Наступила зима. Поденной работы в это время года не было — виноград собран и подавлен, лозы подрезаны, фиговые деревья подстрижены, а озимые притаились в земле. Свободного времени у Бальдазара стало хоть отбавляй. Он не предавался лени, он получил полное право копать в свое удовольствие, не отвлекаясь ни на что другое. Скромный в своих нуждах и бережливый по природе, он сохранил практически все, что удалось заработать за весну и лето, и теперь мог позволить себе обновить одежду, есть чуть больше, чем просто пасту с вареным яйцом, и использовал семьдесят акров для охоты на кроликов и птиц и сбора дров для печки. Его единственной слабостью был табак, — табак и субботний гамбургер в аптеке Сиагриса.
Жуя, потягивая кофе и затягиваясь сигаретой, он детально изучал свою будущую невесту — с тем же старанием, с каким школяр корпит над любимой наукой. Мысленно он прокручивал в голове редкие разговоры, случайные замечания — снова и снова, пока до него не доходил их точный смысл, или, по крайней мере, он думал, что докопался до сути. Неторопливо попивая кофе, предварительно очистив тарелку от крошек послюнявленным кончиком пальца, он ждал, когда Ариадна подойдет поближе со стаканом или тряпкой в руке, и тогда он говорил: «Думают, погода изменится, не правда ли?», или: «Это самый наилучший гамбургер, который когда-либо отведает мой рот». А она? Она могла блеснуть зубами в смущенной улыбке или хихикнуть, а иногда и фыркнуть, прикрыв рот ладошкой, как, должно быть, научила ее делать покойная мать. Все это время Бальдазар услаждал свой взор милым сердцу образом. Порой он просиживал у стойки несколько часов, пока грек Сиагрис не бросал ему нетерпеливое замечание, и Бальдазар смущенно поднимался с табурета, покраснев как рак, и, кланяясь и извиняясь, пятился к двери.
Именно тогда, во время пристального изучения будущей невесты, он заметил в ней некоторые несовершенства. Несмотря на образование, у нее, к примеру, зачастую возникали затруднения в подсчете сдачи и чтении меню, написанного мелом на соседней стене. Она начала изрядно прибавлять в весе, доедая оставленные клиентами пончики и картошку. Если она была изначально крупнее Бальдазара, что он заметил и при их первой встрече, то теперь стала еще больше, да что там говорить, настоящей толстухой. Такой же жирной, как синьора Кардино, когда та вернулась в Мессину, про нее говорили, что она пьет оливковое масло вместо вина и завтракает взбитыми сливками, заедая их пирожными. А еще глаза — точнее, правый глаз. Он косил. И как Бальдазар умудрился не заметить этого сразу — осталось для него загадкой. Но ему пришлось приглядеться, чтобы увидеть пробивающиеся на подбородке волоски — бодро торчащие, словно кошачьи усы, и такие же полупрозрачные. Да красные пятна, появившиеся на безупречной до этого коже рук и шеи, словно случайные брызги томатного соуса, когда невзначай близко наклонишься над кастрюлей.

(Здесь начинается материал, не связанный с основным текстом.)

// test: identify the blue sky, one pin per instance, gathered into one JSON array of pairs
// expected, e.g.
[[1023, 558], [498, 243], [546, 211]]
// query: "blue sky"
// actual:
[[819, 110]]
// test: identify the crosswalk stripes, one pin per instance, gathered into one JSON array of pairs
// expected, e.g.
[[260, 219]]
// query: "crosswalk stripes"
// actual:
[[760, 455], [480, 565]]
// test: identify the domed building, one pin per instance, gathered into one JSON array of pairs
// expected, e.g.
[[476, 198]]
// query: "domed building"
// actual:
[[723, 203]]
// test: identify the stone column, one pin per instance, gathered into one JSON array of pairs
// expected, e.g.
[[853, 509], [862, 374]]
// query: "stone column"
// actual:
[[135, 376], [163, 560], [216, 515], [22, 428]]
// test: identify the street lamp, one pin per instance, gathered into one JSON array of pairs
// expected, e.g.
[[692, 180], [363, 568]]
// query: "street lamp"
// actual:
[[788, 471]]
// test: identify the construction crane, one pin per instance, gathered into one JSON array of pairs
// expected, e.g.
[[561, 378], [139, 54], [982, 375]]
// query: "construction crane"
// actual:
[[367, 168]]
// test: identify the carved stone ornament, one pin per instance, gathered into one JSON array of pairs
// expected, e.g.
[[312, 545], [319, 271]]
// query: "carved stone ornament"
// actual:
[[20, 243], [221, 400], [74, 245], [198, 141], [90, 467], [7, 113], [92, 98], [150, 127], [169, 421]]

Иной влюбленный, более объективный и не столь ослепленный светом непогрешимости собственного выбора, счел бы эти пятна отталкивающими, но Бальдазар их чуть ли не боготворил. Они были частью ее, частью того, что делало ее единственной и неповторимой среди прочих женщин. Он с наслаждением ласкал взглядом ее бедра и ягодицы, располневшие настолько, что даже в девятнадцать лет она ходила вразвалку, а при виде красных пятен, ползущих от шеи к щекам, сердце его сладко таяло. А еще брови, а еще непонятно в какую даль глядящий правый глаз… Все это с каждым разом больше и больше убеждало его в собственной правоте, в том, что Ариадна — его суженая. Да и на самом деле, кто еще сможет разглядеть в ней то, что удалось ему? Кто еще полюбит ее так, как он? Кто, как не Бальдазар Форестьере, предложит ей свою руку и сердце? А ждать осталось уже недолго — он сделает это, как только закончит копать.

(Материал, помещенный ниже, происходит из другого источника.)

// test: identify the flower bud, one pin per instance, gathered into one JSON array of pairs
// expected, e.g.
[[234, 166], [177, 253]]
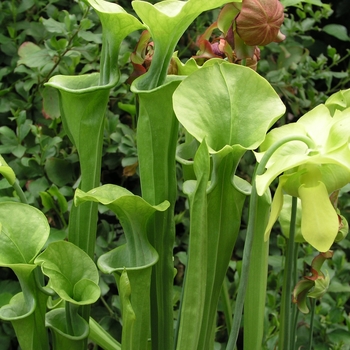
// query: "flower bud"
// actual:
[[259, 22]]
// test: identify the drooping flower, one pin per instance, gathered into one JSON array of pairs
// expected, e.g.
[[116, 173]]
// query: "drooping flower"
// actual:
[[259, 22], [311, 173]]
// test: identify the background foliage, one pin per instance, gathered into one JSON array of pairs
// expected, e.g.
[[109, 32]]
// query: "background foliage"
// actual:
[[39, 39]]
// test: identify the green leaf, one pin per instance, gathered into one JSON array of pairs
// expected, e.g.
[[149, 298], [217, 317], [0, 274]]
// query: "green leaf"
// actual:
[[319, 220], [51, 108], [117, 24], [337, 30], [236, 108], [26, 315], [33, 56], [24, 232], [167, 21], [136, 257], [62, 202], [56, 320], [73, 282]]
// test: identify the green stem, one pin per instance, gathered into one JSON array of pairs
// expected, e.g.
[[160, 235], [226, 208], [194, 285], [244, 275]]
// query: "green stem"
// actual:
[[245, 270], [285, 339], [250, 232], [295, 310], [69, 318], [20, 192], [313, 304], [101, 337], [226, 302], [254, 305]]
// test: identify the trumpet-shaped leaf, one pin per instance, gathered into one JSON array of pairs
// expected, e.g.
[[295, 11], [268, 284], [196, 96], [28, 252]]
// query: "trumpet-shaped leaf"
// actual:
[[329, 150], [136, 257], [117, 24], [133, 213], [24, 231], [313, 168], [224, 112], [167, 21], [319, 220], [56, 320], [73, 275], [7, 171]]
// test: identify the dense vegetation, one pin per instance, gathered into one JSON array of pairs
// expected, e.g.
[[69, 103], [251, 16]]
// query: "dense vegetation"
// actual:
[[39, 39]]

Прошло два года. Он продолжал работать по найму и откладывал каждый заработанный цент, довольствуясь крохами. Все свое свободное время он проводил копая. Заканчивая коридор или комнату, или прорывая окошко к небу в поисках света, он мысленно уже представлял себе следующий коридор, а за ним и новую комнату. Он это видел. Кроме того, у него было о чем мечтать — Ариадна, но он был не из тех, кто предается праздному безделью и пустым грезам. Он не обладал даром писать изящные письма, не умел играть на скрипке и губной гармошке и редко навещал соседей. Театр водевиля находился довольно далеко, и он побывал там всего один раз — с Луккой Альбанезе, рабочим с виноградников, с которым понемногу сдружился. В театре были комедианты, жонглеры и прелестные женщины, танцевавшие, будто порхающие пташки, но Бальдазар все представление сожалел о потраченных на трамвай двух центах и пятнадцатицентовом входном билете. Таким образом, в театр он больше не ходил. Он не покидал дом, живя наедине с видением и лопатой, и много дней подряд не мог отличить дня от ночи, копая, копая и копая.

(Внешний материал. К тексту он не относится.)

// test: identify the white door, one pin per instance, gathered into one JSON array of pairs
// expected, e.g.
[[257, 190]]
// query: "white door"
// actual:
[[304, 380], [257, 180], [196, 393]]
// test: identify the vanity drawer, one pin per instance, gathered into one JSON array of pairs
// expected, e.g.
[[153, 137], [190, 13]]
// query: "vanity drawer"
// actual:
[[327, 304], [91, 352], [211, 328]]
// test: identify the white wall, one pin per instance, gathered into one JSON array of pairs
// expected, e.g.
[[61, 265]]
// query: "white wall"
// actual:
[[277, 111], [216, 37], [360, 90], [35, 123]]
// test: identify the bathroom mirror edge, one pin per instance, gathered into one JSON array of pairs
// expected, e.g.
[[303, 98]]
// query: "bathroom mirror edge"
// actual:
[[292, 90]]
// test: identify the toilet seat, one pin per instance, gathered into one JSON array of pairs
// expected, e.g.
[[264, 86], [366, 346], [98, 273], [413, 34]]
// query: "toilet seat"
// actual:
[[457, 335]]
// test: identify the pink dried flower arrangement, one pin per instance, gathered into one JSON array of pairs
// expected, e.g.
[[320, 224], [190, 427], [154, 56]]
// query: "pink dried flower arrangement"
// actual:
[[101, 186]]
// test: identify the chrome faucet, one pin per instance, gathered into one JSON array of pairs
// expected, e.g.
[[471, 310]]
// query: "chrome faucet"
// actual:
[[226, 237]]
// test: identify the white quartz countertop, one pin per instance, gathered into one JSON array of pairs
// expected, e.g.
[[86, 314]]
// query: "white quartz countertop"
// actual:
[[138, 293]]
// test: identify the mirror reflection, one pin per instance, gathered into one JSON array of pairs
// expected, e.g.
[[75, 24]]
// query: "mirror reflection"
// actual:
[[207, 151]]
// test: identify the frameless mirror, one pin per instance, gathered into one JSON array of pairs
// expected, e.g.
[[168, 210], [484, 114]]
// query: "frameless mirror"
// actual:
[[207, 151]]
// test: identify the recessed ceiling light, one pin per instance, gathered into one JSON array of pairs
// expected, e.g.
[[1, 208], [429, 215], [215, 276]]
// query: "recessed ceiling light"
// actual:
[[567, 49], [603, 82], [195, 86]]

Тем не менее субботы остались для него священными. По субботам он преодолевал три с половиной мили, отделявшие его владения от аптеки Сиагриса — неважно, хлестали ли зимние дожди, или летний зной плавил воздух жаром ста шестнадцати градусов по Фаренгейту. Он гордился своим постоянством и тешил себя надеждой, что Ариадна с таким же нетерпением ждет его еженедельных визитов, как и он сам. Его место в конце прилавка всегда было свободно, словно зарезервировано для него, и он наслаждался адресованной ему легкой улыбкой и сладким журчанием знакомых фраз, непринужденно струящихся с ее полных американских губ: «Ну, как поживаете?», «Что, думаете, снова пойдет дождь?».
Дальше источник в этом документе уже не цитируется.